PaddleOCR: Model Caching and Threading
⚠️ Lessons learnt: PaddleOcr has a known issue with singleton objects - initializing once and reusing PaddleOCR will most certainly fail for subsequent OCR requests. Solution is to cache models and re-initialize it for every call - a slight overhead. I lost quite a few hairs scratching my head over this 😉
Caching models gets a big speedup: rather than reload PaddleOCR models for each process, we use a model cache so each process loads the model once and reuses it.
model_cache = os.environ.get("PPDX_HOME", "/app/model-cache")
logger.info(f"✨ Using model cache from: {model_cache}")
def get_ocr_engine() -> PaddleOCR:
return PaddleOCR(
text_recognition_model_dir=f"{model_cache}/.paddlex/official_models/PP-OCRv5_server_rec",
text_detection_model_dir=f"{model_cache}/.paddlex/official_models/PP-OCRv5_server_det",
textline_orientation_model_dir=f"{model_cache}/.paddlex/official_models/PP-LCNet_x1_0_textline_ori",
doc_orientation_classify_model_dir=f"{model_cache}/.paddlex/official_models/PP-LCNet_x1_0_doc_ori",
doc_unwarping_model_dir=f"{model_cache}/.paddlex/official_models/UVDoc",
use_doc_unwarping=False,
use_doc_orientation_classify=False,
use_textline_orientation=False,
)
PaddleOCR itself is inherently multi-threaded via its native C++ inference engine, relying on optimized libraries like MKL and oneDNN. These libraries internally run on multiple CPU threads and bypass Python’s GIL, enabling you to get most out of CPU cores available to you using option cpu_threads in init.
Redis: The Glue
Redis acts as both:
- The message broker queuing tasks.
- The result backend tracking task status and storing outputs.

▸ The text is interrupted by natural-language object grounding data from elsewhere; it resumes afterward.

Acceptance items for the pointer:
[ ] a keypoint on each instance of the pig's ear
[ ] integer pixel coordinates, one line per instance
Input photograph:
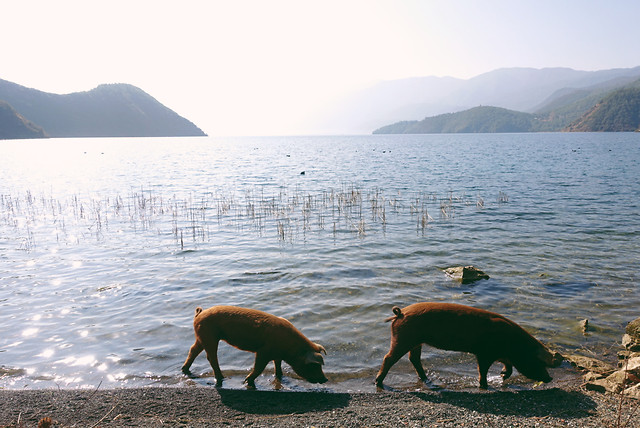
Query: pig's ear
(314, 358)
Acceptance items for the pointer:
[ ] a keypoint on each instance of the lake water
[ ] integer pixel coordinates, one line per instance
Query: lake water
(108, 245)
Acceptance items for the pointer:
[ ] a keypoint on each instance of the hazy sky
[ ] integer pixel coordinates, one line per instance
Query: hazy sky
(262, 67)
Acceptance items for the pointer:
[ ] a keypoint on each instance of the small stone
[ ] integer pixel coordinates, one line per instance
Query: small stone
(591, 364)
(630, 343)
(622, 378)
(591, 376)
(584, 325)
(466, 274)
(633, 329)
(600, 385)
(633, 392)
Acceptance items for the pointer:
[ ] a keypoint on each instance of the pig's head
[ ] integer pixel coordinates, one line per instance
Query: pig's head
(309, 365)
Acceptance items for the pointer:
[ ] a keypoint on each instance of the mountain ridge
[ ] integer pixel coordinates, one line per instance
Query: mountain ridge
(109, 110)
(517, 88)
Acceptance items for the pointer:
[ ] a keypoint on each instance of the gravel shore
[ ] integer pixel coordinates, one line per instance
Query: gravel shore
(205, 407)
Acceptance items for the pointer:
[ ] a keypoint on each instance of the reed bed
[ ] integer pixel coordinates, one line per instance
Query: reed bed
(287, 214)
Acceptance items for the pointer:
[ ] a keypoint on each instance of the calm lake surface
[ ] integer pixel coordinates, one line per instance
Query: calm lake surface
(108, 245)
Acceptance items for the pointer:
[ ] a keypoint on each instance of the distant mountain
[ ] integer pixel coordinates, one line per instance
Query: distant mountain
(113, 110)
(617, 112)
(597, 108)
(522, 89)
(476, 120)
(14, 126)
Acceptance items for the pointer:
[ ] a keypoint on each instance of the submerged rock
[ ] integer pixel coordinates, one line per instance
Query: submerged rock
(465, 274)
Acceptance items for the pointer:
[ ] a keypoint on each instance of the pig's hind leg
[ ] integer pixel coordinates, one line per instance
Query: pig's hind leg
(212, 356)
(484, 362)
(392, 357)
(414, 357)
(278, 367)
(507, 369)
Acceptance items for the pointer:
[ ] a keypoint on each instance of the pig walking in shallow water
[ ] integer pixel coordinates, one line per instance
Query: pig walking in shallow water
(490, 336)
(271, 338)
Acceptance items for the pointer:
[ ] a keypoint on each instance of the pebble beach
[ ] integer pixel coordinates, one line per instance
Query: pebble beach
(565, 406)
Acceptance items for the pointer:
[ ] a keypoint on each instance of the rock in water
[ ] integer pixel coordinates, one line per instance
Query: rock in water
(465, 274)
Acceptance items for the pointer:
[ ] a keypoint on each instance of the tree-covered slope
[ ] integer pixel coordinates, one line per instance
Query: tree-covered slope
(14, 126)
(115, 110)
(617, 112)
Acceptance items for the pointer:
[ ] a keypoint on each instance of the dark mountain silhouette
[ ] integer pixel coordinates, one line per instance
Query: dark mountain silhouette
(14, 126)
(113, 110)
(522, 89)
(617, 112)
(593, 109)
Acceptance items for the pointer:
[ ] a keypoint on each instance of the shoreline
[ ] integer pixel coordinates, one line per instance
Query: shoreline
(566, 406)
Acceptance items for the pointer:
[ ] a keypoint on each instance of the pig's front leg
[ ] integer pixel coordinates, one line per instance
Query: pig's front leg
(414, 357)
(212, 356)
(258, 367)
(278, 366)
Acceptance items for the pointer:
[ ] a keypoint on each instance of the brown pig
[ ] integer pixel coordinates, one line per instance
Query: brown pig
(490, 336)
(271, 338)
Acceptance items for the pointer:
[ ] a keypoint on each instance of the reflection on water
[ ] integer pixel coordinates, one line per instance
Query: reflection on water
(108, 247)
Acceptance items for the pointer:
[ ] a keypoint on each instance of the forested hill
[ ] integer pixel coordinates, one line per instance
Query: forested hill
(113, 110)
(12, 125)
(611, 111)
(618, 112)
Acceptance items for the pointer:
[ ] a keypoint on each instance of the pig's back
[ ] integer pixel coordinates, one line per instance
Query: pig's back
(463, 328)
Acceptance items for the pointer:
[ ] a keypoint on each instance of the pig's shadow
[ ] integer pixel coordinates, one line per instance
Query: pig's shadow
(281, 402)
(553, 402)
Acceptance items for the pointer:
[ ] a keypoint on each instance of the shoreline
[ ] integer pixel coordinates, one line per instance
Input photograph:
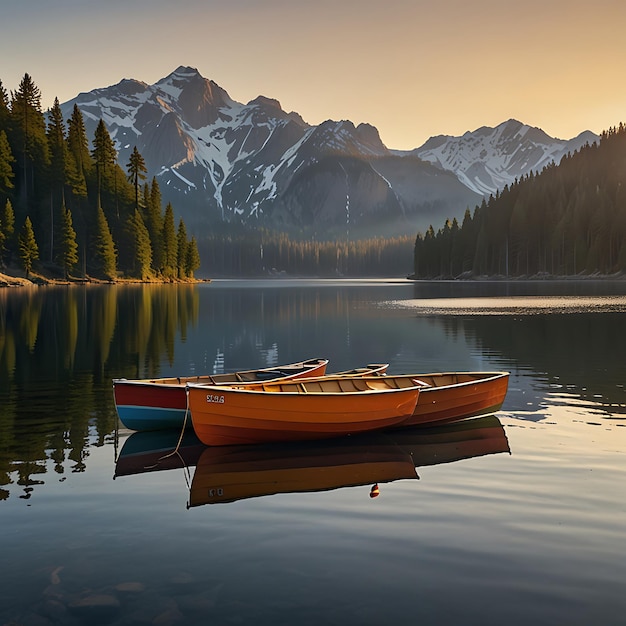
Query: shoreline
(18, 279)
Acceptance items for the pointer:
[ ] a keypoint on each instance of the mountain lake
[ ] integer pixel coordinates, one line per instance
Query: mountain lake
(517, 517)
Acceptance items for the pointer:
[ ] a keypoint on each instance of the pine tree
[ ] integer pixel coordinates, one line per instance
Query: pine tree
(6, 169)
(78, 147)
(58, 171)
(105, 255)
(181, 249)
(154, 223)
(170, 244)
(192, 258)
(137, 170)
(142, 251)
(4, 108)
(69, 247)
(28, 138)
(104, 156)
(29, 251)
(7, 230)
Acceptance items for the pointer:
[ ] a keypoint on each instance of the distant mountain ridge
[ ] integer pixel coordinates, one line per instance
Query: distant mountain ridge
(487, 159)
(223, 162)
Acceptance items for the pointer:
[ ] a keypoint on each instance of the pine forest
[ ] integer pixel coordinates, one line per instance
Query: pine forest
(569, 219)
(71, 209)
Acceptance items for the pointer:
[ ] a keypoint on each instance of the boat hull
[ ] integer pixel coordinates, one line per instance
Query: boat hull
(459, 395)
(229, 416)
(161, 403)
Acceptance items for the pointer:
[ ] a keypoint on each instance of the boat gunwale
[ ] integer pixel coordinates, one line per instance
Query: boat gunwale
(299, 368)
(489, 376)
(321, 393)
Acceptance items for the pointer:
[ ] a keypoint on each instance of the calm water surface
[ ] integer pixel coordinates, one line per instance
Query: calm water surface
(516, 518)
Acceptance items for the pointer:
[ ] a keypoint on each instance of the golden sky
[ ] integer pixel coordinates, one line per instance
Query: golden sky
(413, 69)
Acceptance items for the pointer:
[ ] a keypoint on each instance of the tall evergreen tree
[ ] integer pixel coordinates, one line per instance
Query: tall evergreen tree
(192, 258)
(137, 170)
(104, 248)
(6, 168)
(4, 108)
(154, 223)
(170, 244)
(78, 147)
(142, 252)
(69, 247)
(7, 230)
(28, 249)
(58, 167)
(29, 142)
(104, 156)
(181, 248)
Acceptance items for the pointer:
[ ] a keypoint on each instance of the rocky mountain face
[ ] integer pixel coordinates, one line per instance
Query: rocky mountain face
(222, 162)
(490, 158)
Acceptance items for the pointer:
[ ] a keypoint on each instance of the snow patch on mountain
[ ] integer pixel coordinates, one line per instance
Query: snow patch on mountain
(487, 159)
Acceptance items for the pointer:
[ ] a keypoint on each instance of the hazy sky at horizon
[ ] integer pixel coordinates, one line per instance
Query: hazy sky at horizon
(412, 68)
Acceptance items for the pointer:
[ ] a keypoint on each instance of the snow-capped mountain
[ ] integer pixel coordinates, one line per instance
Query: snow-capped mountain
(490, 158)
(220, 161)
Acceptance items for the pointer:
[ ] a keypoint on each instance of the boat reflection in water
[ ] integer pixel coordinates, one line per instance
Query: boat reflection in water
(157, 450)
(230, 473)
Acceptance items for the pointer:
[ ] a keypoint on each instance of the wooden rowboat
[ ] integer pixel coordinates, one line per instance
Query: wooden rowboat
(232, 473)
(156, 403)
(314, 408)
(447, 397)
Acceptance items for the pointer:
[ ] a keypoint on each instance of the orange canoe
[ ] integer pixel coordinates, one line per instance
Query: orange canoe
(158, 403)
(447, 397)
(300, 409)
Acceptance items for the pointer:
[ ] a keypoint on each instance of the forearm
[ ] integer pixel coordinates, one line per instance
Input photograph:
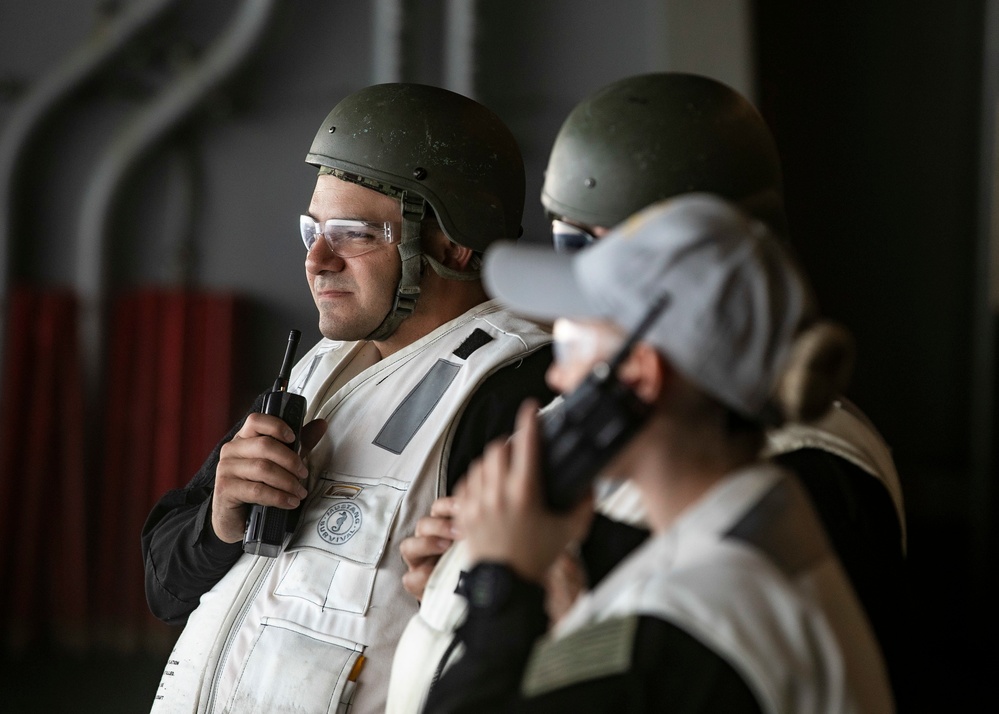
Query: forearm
(183, 558)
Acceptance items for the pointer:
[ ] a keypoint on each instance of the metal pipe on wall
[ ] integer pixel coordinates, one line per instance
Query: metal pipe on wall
(387, 42)
(46, 96)
(460, 56)
(149, 126)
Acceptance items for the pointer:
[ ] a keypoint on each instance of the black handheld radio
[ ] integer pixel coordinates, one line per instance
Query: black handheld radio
(267, 525)
(594, 422)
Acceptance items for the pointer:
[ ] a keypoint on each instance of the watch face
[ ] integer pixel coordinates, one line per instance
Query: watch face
(488, 586)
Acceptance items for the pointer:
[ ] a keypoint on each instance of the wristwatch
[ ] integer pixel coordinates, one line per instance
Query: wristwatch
(488, 586)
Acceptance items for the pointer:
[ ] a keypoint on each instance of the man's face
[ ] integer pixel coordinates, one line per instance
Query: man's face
(579, 346)
(353, 294)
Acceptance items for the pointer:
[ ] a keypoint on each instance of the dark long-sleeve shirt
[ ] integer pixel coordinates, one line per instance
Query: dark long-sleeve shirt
(184, 558)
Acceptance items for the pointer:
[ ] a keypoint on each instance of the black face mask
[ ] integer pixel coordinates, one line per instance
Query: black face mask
(593, 423)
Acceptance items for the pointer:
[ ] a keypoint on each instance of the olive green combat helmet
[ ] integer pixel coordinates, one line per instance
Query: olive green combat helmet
(648, 137)
(426, 146)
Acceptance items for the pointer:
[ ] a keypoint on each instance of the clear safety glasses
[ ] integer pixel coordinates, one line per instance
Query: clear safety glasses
(346, 238)
(567, 238)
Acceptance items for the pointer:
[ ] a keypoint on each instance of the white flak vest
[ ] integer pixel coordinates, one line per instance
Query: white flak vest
(427, 647)
(747, 571)
(314, 629)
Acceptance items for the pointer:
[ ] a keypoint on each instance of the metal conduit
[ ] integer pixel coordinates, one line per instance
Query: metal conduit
(387, 27)
(460, 66)
(46, 96)
(224, 57)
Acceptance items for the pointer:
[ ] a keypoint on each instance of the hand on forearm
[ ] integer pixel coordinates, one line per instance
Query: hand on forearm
(421, 551)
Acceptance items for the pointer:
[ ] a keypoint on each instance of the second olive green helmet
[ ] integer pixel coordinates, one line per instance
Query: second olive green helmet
(649, 137)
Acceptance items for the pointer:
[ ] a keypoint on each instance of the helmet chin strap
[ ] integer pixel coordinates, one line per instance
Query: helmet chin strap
(408, 290)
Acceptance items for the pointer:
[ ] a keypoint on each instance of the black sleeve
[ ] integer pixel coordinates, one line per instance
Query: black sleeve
(492, 410)
(607, 544)
(859, 516)
(182, 555)
(670, 670)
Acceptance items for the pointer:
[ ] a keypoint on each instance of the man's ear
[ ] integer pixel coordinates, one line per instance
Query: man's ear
(445, 251)
(645, 372)
(457, 257)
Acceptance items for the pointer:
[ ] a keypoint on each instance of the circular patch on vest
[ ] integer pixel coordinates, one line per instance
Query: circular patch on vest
(339, 523)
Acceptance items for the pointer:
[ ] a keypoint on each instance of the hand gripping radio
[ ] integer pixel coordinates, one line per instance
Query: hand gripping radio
(267, 526)
(594, 422)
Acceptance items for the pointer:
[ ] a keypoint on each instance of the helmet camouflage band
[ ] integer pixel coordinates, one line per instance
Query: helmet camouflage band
(649, 137)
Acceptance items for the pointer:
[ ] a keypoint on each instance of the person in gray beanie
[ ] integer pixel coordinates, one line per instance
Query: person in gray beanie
(701, 328)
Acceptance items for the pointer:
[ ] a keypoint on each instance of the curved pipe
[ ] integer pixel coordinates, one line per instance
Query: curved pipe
(50, 92)
(149, 126)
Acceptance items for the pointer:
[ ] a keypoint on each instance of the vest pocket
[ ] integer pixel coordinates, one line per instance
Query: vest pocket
(316, 683)
(340, 541)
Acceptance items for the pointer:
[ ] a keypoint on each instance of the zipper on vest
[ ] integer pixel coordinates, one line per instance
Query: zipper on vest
(247, 594)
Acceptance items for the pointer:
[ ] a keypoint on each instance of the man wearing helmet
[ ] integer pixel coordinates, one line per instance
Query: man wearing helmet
(416, 372)
(628, 145)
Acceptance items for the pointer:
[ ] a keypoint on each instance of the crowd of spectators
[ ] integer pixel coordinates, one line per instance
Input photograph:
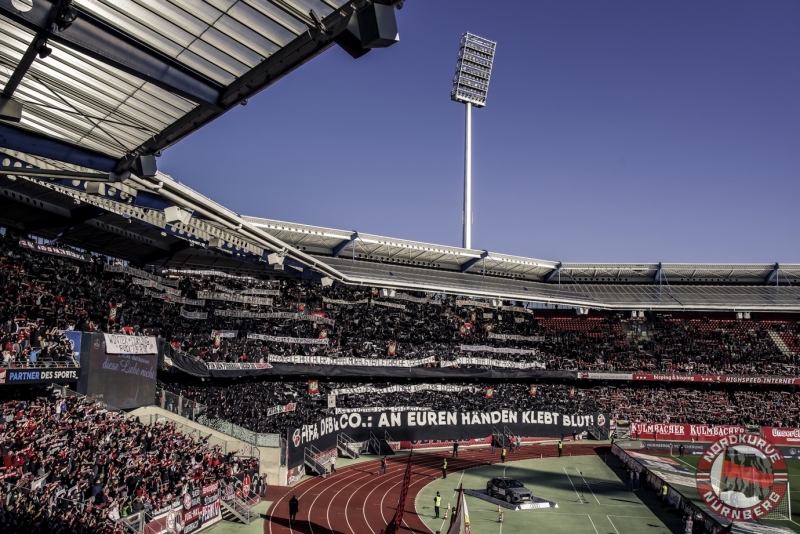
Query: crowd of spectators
(71, 466)
(44, 294)
(246, 403)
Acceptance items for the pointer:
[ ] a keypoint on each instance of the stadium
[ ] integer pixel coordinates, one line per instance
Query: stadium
(172, 366)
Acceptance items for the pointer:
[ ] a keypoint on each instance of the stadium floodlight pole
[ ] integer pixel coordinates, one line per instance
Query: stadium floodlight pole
(470, 87)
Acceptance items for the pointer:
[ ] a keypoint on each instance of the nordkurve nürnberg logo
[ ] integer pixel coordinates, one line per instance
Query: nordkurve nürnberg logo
(742, 477)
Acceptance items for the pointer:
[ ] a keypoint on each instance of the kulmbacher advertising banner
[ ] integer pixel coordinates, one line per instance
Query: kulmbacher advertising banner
(683, 431)
(439, 425)
(200, 507)
(782, 435)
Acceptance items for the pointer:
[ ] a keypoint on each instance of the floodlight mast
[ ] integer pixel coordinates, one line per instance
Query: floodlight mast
(471, 87)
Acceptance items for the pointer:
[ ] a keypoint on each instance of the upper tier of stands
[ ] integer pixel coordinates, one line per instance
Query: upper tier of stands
(43, 294)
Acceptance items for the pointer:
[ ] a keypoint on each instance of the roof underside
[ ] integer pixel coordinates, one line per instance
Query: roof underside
(132, 77)
(122, 222)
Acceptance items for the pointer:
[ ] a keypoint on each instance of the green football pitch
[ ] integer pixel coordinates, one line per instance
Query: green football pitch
(594, 502)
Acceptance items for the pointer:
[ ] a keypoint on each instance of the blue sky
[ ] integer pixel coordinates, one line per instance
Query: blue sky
(615, 131)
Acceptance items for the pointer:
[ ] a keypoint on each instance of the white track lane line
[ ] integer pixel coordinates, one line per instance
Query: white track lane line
(275, 506)
(571, 484)
(345, 476)
(383, 516)
(363, 510)
(588, 486)
(328, 511)
(592, 522)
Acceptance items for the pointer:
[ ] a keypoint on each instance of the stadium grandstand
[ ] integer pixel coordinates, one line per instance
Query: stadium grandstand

This decouples FastAPI from OCR workers, enabling scalability and fault tolerance.
FastAPI: The Front Door to the OCR Service
FastAPI:
- Accepts PDF uploads and immediately returns a task ID.
- Provides endpoints to poll for task status and download results.
- Delegates heavy processing to the event-driven Celery workers.
What Didn’t Work (and Why)
PaddleOCR singleton failing: A known issue with PaddleOCR - it fails on subsequent OCR calls, most likely because it retains state from previous calls and needs a reset. And reset means almost same overhead of re-creating the object.
Serialization of large numpy structures: Recursive serialization of nested numpy data types was an option but seemed too much os headache.
Shared filesystem: This is top on todo list as its necessary to make this horizontally scalable.
What I Learned While Building This
- Keep the Celery payload small. I was surprised how easy it was to create multiple files and re-assemble in different Celery workers
- PaddleOCR is good, but it has quirks. Don’t fight the library - work around it.
- Celery chords turned out to be the perfect fit for multi-page PDFs, but it took me a while to get the signatures right.
Final notes / Next Steps
Core Pipeline Improvements
- Retries & Error Handling
- Per-page retries with backoff
- Custom exceptions for OCR failures
- Fail-fast if >N pages fail
- Cleanup orphan files
- Task Timeouts
- Timeout for each OCR task
- Timeout for orchestration/chord
- Deadline propagation
- Progress Reporting
- Track completed_pages / total_pages
- Publish progress to Redis
- FastAPI poll endpoint or SSE/WebSocket
- Distributed Pipeline (in progress)
- Add shared volume or S3/MinIO
- Convert file paths to storage URIs
- Remove reliance on local disk per worker
Building this thing reminded me that OCR isn’t just text extraction - it’s a messy mix of CPU bottlenecks, weird library quirks, and architectural decisions that don’t show up in tutorials.
Turns out, building a ‘simple OCR service’ is anything but simple — but now it’s fast, scalable, and plays nicely with Paperless-ngx.